For this problem, write down a few optimal outcomes. For each outcome, write
down what you would advise someone to do to accomplish it. For example, "I
want to move to Seattle and get a job at Amazon" (or whatever). Now write down
what you would recommend: "Research Seattle; Find acquaintances there; Figure
out Amazon's job positions; Social engineer your way into talking to an Amazon
employee (probably not hard on this site); Convince them that you would be a
good engineer for them".

Now the hard part: Follow your own advice from above. Wake up every day, and
step-by-step work towards your goal. If you are worried you cannot, find
someone to make you accountable (parents, etc) that you can talk to about it.

Good luck.

------
pedalpete
I know it's tough to look on the bright-side, but consider this.

You're in your mid-30s, no house, no car, no wife and experience in one of the
most saught after and well paying professions in the world!
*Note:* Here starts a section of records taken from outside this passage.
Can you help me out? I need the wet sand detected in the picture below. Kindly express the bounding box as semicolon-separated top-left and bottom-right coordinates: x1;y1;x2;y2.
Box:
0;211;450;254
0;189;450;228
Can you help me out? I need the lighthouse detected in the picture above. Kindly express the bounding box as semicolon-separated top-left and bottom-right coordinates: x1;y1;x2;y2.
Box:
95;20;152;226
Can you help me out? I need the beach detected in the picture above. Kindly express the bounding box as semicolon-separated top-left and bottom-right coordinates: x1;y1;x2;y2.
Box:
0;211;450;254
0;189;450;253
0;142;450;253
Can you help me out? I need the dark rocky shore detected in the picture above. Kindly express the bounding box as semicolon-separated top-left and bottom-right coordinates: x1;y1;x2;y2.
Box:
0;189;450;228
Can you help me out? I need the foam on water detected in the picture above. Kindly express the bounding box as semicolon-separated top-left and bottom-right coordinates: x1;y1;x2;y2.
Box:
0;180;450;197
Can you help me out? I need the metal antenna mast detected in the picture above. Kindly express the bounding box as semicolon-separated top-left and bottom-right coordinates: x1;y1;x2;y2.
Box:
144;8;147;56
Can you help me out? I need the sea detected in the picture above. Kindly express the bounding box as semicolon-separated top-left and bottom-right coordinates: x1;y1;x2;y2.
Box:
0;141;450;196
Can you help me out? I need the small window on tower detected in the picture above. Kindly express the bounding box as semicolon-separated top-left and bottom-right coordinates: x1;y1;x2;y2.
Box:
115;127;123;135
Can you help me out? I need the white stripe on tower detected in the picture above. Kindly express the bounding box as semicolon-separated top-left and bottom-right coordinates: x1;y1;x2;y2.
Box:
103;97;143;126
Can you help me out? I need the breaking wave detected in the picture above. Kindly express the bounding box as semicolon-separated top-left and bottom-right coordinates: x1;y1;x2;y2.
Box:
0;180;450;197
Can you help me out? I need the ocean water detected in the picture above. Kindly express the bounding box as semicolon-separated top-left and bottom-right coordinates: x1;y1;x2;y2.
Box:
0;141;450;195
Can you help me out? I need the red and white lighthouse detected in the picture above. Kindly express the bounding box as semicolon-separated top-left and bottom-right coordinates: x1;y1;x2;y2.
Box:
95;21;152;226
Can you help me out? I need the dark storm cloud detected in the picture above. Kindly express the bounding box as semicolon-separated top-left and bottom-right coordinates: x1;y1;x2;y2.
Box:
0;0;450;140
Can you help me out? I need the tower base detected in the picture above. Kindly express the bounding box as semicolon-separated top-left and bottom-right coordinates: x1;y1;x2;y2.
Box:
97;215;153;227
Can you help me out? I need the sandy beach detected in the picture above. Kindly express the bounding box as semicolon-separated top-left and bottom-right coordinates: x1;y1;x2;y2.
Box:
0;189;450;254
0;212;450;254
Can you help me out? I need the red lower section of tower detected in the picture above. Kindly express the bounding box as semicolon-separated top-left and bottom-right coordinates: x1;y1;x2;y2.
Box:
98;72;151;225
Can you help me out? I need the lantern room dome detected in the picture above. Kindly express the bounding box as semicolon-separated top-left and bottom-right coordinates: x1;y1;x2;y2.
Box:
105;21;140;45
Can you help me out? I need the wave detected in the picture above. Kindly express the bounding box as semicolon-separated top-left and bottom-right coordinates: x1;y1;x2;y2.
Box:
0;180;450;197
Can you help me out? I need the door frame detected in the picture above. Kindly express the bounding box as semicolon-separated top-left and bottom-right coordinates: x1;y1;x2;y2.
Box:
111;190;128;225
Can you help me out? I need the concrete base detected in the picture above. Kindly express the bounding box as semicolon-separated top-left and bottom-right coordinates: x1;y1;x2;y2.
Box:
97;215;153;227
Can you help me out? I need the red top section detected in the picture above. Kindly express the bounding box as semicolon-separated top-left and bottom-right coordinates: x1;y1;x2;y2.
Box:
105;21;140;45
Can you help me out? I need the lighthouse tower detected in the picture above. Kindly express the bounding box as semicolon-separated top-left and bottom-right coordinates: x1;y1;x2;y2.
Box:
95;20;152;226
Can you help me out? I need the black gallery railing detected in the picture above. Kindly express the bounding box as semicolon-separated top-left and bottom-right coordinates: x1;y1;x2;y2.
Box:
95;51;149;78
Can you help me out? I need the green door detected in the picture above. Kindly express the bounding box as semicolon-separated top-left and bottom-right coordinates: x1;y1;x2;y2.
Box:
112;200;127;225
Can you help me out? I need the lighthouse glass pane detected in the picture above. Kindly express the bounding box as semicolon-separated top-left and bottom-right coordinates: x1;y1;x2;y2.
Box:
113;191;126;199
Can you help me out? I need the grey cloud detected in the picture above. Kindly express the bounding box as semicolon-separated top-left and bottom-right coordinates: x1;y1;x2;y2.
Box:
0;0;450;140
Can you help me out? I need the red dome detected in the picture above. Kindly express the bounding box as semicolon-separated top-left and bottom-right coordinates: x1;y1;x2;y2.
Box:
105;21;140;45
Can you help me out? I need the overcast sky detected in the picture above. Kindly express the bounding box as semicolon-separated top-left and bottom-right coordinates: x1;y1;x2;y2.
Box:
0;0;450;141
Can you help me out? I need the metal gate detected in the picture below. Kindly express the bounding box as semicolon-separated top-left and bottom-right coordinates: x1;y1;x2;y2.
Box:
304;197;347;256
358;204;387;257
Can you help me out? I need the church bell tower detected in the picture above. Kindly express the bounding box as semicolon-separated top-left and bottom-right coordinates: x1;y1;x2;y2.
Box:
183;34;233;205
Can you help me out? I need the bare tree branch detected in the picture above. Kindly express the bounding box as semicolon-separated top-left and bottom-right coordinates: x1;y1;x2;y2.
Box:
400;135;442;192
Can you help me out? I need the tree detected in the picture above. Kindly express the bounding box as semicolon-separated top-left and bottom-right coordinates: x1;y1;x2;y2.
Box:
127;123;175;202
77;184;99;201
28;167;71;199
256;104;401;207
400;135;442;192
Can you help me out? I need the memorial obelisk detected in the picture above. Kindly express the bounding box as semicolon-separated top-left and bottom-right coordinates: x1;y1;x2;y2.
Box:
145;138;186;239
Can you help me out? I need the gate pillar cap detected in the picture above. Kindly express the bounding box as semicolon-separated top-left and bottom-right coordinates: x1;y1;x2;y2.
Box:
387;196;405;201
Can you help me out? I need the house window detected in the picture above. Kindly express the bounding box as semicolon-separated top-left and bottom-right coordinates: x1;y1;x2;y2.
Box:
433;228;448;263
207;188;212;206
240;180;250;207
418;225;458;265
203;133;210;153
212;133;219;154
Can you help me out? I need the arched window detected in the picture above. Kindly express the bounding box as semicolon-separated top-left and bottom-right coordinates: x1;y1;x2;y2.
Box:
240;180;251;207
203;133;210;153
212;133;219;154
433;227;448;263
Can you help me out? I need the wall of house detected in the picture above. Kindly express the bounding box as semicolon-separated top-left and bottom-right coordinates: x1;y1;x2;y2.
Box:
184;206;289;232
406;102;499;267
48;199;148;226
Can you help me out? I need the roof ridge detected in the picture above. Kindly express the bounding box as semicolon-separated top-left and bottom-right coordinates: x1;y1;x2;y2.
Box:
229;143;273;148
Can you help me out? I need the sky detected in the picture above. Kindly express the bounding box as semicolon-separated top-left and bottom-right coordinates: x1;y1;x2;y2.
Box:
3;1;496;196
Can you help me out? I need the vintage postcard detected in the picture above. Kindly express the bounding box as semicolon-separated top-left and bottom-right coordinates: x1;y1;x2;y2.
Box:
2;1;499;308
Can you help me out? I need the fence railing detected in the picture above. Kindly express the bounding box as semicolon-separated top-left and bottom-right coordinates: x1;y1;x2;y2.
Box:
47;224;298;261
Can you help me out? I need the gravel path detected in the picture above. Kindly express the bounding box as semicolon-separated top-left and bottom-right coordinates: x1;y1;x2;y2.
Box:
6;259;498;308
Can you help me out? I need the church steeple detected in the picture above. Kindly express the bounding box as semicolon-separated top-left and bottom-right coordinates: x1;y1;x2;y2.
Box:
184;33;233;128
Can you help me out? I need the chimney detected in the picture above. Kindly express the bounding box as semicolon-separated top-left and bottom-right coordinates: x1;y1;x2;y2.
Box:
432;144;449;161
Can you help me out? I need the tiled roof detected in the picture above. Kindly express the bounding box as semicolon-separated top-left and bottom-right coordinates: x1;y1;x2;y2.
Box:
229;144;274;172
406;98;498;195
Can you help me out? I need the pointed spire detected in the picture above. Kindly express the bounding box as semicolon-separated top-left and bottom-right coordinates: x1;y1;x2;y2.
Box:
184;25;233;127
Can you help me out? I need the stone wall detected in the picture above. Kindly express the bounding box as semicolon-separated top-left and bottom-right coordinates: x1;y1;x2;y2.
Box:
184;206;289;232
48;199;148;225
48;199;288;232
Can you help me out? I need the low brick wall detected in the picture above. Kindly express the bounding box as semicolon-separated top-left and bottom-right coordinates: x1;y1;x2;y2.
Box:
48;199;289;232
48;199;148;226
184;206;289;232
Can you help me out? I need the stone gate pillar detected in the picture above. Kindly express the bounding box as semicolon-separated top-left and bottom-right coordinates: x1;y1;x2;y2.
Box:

Nothing holding
you back from living the dream.

You've got money coming in from your consulting gig, but maybe that isn't what
you want to do. You've got a good grasp of the english language, but you
mention 'nothing put away for medical', so I assume you're in the USA. I'm
also assuming, since you're on HackerNews, that you're interested in start-ups
and working on cool tech.

I've got many friends from different parts of the world who would die to be in
your shoes. If I wanted to move to the US, I'd be dying to be in your shoes
too.

If you're not in one of the tech-hubs now, why not move? It costs too much to
move? Companies will pay your moving expensive. Moving to a new city is hard?
You bet it is, I've done it twice in the last two years, but what have you got
to loose. You can be miserable where you are, or miserable somewhere else.

------
pkhamre
You are only a loser if you think so yourself, but don't worry. You are a
winner! Like stated out, it comes out clear that you have a great set of
professional experiences so getting yourself a decent job should not be a
problem in my opinion.

I recently started reading How to win friends and influence people[1], by Dale
Carnegie and already after 4 chapters it has changed how I think about how I
interact with people. Get yourself a copy of this book and read it.
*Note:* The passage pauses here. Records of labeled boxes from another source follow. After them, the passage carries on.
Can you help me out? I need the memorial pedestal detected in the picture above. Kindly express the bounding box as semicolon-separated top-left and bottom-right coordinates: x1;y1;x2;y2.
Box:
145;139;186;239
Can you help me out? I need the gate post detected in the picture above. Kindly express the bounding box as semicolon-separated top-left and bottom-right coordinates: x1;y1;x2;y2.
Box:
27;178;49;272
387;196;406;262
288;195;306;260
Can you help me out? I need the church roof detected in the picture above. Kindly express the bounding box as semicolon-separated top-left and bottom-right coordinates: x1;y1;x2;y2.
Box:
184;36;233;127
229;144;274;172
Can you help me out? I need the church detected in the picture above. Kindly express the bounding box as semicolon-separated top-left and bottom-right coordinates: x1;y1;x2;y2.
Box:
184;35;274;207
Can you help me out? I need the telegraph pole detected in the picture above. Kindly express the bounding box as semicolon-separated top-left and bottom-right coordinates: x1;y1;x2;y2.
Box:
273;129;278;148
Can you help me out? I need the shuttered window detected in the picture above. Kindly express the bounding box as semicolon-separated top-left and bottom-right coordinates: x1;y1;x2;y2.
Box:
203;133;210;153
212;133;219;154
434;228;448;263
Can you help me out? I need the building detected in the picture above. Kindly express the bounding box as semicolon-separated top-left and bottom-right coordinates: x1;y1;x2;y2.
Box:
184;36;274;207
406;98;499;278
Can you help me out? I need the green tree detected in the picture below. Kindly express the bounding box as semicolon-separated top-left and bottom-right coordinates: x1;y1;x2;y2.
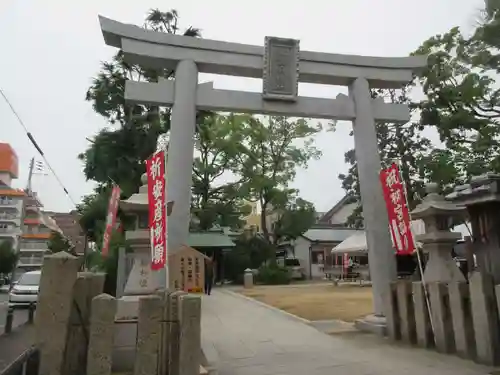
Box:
0;241;18;275
192;113;254;230
339;85;432;228
47;231;75;254
272;198;316;244
415;12;500;189
79;9;200;240
236;116;321;241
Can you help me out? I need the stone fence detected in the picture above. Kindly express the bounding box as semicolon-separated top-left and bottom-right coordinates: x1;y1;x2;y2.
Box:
87;291;204;375
385;272;500;366
35;253;205;375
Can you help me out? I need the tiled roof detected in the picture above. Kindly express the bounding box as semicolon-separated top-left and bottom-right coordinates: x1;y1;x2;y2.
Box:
187;232;235;248
302;228;356;242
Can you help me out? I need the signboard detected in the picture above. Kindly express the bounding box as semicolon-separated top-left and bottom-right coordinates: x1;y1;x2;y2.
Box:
380;163;415;254
146;151;167;270
101;185;121;257
262;36;299;102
[1]: [http://www.amazon.com/How-Win-Friends-Influence-
People/dp/06...](http://www.amazon.com/How-Win-Friends-Influence-
People/dp/0671027034/)

------
GFischer
I don't think you're screwed.

I'm 32 and in debt (fortunately my country provides for healthcare and has
mandatory retirement money set aside), and I'm in a company with a toxic
environment (like you said your old one was).

Yet I don't think I'm in a bad position, and I don't think you are either - as
others said: we're in a well paying profession, with almost no unemployment.
You're not tied to a city either (no emotional attachments).

If you're making customers happy, I'm pretty sure you can make more money. A
good and reliable consultant is worth it.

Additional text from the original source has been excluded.